331. Verify Preorder Serialization of a Binary Tree

Description

The problem asks to determine whether a given preorder traversal string represents a valid serialization of a binary tree. The nodes in the tree are represented by integers and nulls, where null nodes are represented by # and the nodes are separated by commas.

A valid serialization must accurately represent a binary tree, with non-null nodes having exactly two children (either null or non-null), and null nodes indicating the absence of a subtree.

Intuition

The idea is to use a balance counter to represent the difference between the number of non-null nodes that expect child nodes and the number of child nodes provided by null nodes or subsequent non-null nodes.

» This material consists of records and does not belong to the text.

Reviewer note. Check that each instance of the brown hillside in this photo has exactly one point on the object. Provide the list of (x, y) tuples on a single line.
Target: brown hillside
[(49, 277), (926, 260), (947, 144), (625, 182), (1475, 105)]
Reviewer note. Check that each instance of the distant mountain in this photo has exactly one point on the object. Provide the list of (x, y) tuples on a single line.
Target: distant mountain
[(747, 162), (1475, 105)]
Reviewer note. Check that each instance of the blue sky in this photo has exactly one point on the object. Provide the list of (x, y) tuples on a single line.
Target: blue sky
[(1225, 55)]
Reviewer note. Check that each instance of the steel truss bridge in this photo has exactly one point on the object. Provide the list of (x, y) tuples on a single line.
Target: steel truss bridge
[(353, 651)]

  • Each non-null node increases the need for more child nodes (i.e., it adds two child "slots").
  • Each null node reduces the need for child nodes (i.e., it consumes one slot).
  • By the end of the traversal, all child node "slots" must be fully consumed for the serialization to be valid.

Approach

  1. Initial Balance: Start with a balance of 1, as the root node is expected.
  2. Traverse through Nodes: - For each node in the preorder string (split by commas): - If it's a null node (#), decrease the balance as it fills one child node slot. - If it's a non-null node, increase the balance by 1 (it contributes two new slots but fills one). - If at any point the balance becomes negative, it means there are too many null nodes, making the serialization invalid.
  3. Final Balance Check: After processing all nodes, the balance should be exactly zero, indicating all slots were properly filled.

Complexity

Time Complexity:

  • The function splits the input string by commas and iterates over the resulting nodes.
  • This gives a time complexity of (O(n)), where (n\) is the length of the preorder string.

Space Complexity:

  • The space complexity is (O(n)) due to the storage required for splitting the string into nodes.
  • The balance counter and a few other variables occupy constant space, so additional space usage is minimal.

Code

C++

class Solution {
public:
    bool isValidSerialization(string preorder) {
        int balance = 1;
        stringstream ss(preorder);
        string node;

        while (getline(ss, node, ',')) {
            if (balance <= 0) return false;
            if (node == "#") --balance;
            else ++balance;
        }
        return balance == 0;
    }
};

Python

class Solution:
    def isValidSerialization(self, preorder: str) -> bool:
        balance = 1
        for node in preorder.split(','):
            if balance <= 0:
                return False
            if node == '#':
                balance -= 1
            else:
                balance += 1
        return balance == 0

Java

class Solution {
    public boolean isValidSerialization(String preorder) {
        int balance = 1;
        String[] nodes = preorder.split(",");
        
        for (String node : nodes) {
            if (balance <= 0) return false;
            if (node.equals("#")) balance--;
            else balance++;
        }
        
        return balance == 0;
    }
}

JavaScript

/**
 * @param {string} preorder
 * @return {boolean}
 */
var isValidSerialization = function (preorder) {
    
    let balance = 1
    for (const node of preorder.split(','))
        if (balance > 0)
            if (node === '#') --balance
            else ++balance
        else return false
    return balance < 1
}